# Teenager with chest pain



## Seaglass (Feb 11, 2010)

I've been wondering about this one, so I figured I'd post it here. 

I had a 19 y/o F call in with chest pain. Normal resps, no fever. Slow cap refill and low pulse ox (don't remember number) but pt said that was normal because of Raynaud's hx. Pulse 80 and strong, except for a few seconds where it got thready and sped up. That didn't last long enough for me to get a count. She said she also had a headache and joint stiffness, with particular pain in her neck and back along the spine. Said she'd also been getting stabbing pains in her chest and wrist, along with her heartrate feeling weird. When asked to describe her chest pain, she said it was 4/10, with occasional spikes to 8/10. As for the heartrate, said it had been racing and slowing down intermittently for the past few hours, and that at one point she "stood up and almost fainted, then it felt like something kicked me in the chest and I didn't faint." She seemed a little scared, but denied any unusual emotional stress. No real medical hx, and she hadn't had a physical in a few years. I questioned her more about heart problems, and got "my parents say I had a murmur when I was a baby." No exercise within the past day, and moderate exercise within the previous days as per her routine.

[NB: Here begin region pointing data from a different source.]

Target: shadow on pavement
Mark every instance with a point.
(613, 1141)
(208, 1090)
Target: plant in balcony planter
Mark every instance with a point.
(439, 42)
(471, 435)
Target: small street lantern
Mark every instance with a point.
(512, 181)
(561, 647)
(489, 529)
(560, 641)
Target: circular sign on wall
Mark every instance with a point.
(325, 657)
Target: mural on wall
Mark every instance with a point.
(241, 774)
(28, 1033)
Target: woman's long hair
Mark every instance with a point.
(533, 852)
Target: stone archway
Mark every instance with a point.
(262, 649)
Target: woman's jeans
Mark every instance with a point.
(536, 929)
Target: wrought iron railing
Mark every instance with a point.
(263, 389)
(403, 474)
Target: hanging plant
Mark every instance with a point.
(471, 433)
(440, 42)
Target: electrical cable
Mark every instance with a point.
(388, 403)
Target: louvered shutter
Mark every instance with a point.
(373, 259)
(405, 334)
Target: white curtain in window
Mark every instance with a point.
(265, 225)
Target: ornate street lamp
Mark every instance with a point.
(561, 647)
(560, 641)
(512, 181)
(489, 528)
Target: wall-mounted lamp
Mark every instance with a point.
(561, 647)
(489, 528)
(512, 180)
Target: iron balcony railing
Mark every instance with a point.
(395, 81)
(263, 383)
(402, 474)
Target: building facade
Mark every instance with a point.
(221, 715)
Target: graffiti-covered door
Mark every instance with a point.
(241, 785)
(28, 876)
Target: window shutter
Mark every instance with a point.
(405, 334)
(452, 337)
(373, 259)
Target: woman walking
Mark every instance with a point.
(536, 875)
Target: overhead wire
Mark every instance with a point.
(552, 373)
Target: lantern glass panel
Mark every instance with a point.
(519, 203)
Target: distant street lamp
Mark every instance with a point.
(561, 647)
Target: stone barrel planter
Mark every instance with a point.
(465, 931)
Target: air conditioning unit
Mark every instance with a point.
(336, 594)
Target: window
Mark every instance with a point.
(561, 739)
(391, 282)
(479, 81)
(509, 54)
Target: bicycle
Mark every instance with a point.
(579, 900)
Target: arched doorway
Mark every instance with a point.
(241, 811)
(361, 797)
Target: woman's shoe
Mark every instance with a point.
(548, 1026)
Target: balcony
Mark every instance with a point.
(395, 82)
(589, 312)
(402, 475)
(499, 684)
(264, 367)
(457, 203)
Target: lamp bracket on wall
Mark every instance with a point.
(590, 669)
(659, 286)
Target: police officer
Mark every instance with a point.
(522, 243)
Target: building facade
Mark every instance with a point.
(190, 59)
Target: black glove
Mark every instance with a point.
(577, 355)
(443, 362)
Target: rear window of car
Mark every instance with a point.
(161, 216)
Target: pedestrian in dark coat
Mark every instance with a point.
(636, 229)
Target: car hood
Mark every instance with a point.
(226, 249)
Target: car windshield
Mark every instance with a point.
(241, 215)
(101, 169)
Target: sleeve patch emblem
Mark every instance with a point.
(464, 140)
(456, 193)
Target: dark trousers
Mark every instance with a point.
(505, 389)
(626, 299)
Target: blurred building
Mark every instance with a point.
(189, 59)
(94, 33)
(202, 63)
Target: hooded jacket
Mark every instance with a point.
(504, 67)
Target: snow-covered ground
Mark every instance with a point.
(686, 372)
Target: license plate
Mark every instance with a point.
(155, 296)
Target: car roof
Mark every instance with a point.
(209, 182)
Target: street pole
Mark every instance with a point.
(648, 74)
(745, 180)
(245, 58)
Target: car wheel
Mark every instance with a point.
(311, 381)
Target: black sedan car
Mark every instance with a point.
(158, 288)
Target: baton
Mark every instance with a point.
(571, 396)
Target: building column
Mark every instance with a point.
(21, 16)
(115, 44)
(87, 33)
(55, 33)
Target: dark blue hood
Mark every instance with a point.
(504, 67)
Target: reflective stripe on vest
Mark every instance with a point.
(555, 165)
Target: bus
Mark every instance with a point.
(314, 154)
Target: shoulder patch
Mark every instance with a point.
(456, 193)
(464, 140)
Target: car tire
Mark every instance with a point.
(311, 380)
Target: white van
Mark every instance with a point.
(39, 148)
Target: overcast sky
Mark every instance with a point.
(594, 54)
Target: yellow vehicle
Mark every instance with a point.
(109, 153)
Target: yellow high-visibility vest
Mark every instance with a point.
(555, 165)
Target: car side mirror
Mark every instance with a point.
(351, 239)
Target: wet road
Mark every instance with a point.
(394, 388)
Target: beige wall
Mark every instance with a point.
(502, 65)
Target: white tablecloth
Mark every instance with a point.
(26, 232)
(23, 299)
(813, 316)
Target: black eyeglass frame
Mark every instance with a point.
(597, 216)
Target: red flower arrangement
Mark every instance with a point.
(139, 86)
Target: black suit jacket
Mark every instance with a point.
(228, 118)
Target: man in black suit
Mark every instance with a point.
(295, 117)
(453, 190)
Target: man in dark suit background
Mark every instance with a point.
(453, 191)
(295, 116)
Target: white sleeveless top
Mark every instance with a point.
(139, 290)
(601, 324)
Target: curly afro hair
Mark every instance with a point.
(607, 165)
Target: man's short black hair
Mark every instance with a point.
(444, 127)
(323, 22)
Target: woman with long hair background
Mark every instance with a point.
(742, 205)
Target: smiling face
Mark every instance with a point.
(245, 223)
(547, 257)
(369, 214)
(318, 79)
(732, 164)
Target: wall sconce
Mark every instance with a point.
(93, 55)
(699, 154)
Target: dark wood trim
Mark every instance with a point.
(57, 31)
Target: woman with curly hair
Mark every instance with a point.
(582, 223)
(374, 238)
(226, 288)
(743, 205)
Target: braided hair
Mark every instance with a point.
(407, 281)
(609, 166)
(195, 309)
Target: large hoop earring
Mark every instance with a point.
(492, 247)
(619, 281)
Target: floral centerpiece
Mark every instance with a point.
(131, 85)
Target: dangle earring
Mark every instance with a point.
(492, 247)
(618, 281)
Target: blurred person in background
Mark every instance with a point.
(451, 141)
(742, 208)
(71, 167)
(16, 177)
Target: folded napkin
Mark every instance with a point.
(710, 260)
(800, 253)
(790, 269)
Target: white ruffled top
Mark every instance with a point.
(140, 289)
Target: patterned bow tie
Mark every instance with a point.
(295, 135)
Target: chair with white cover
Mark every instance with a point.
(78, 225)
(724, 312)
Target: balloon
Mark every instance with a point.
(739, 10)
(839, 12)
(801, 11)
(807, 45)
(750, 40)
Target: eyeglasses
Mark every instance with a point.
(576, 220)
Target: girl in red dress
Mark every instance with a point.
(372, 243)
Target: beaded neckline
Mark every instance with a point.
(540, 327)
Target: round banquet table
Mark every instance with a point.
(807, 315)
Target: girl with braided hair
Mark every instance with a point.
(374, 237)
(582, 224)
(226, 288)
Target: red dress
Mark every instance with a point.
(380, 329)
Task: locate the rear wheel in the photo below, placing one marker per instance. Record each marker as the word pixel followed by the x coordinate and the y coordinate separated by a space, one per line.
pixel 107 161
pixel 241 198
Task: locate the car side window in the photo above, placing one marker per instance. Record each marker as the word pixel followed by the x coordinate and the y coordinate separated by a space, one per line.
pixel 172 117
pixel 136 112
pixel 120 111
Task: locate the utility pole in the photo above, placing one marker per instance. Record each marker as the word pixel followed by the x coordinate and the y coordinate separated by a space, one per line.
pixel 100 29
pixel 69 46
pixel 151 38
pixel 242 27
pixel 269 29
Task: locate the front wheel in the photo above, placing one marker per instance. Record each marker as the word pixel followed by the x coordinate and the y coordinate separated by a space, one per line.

So, I transferred care to ALS and immediately got dispatched to another call. I don't see that crew often, so I don't know what they found. In the meantime, I'm curious. I can think of a couple suspects, but nothing that fits the joint stiffness with lack of fever, and cardiac stuff. Opinions?


----------



## lightsandsirens5 (Feb 11, 2010)

Endocarditis?

Had a 16 yof with pretty much the same symptoms and that is what she had. I would have thought there would be a high fever with that, but the Doc said that Endocarditis will sometimes not display a fever and if it does it is usually very lo-grade.

Symptoms may include:

Possible chills and lo-grade fever
Fatigue
Stabbing chest pain
Night sweats
Joint pain and stiffness
Shortness of breath
Weight loss (long term)
Slight bleeding under fingernails
Occasional arrythmias (From what the Doc was saying, this is rare)
Possible vague flu-like symptoms


----------



## Veneficus (Feb 11, 2010)

There is not nearly enough findings presented to narrow this one down. 
Endocarditis
Rheumatic fever
Cardiomyopathy
Various valvular stenoses
Congenital abnormalities (long QT, etc)
Pregnancy
Drug use
Pericarditis

To name a few.

Could be secondary to another disorder; pulmonary, vascular, endocrine, the list could go on.  

Most people have a murmur for the first few weeks of life.


----------



## WolfmanHarris (Feb 11, 2010)

I had a 19 y/o present with similar S&S ~ 2 weeks ago only stated pain 1/10 intermittent w/ absolutely no meds, Hx, drug use, recent illness etc.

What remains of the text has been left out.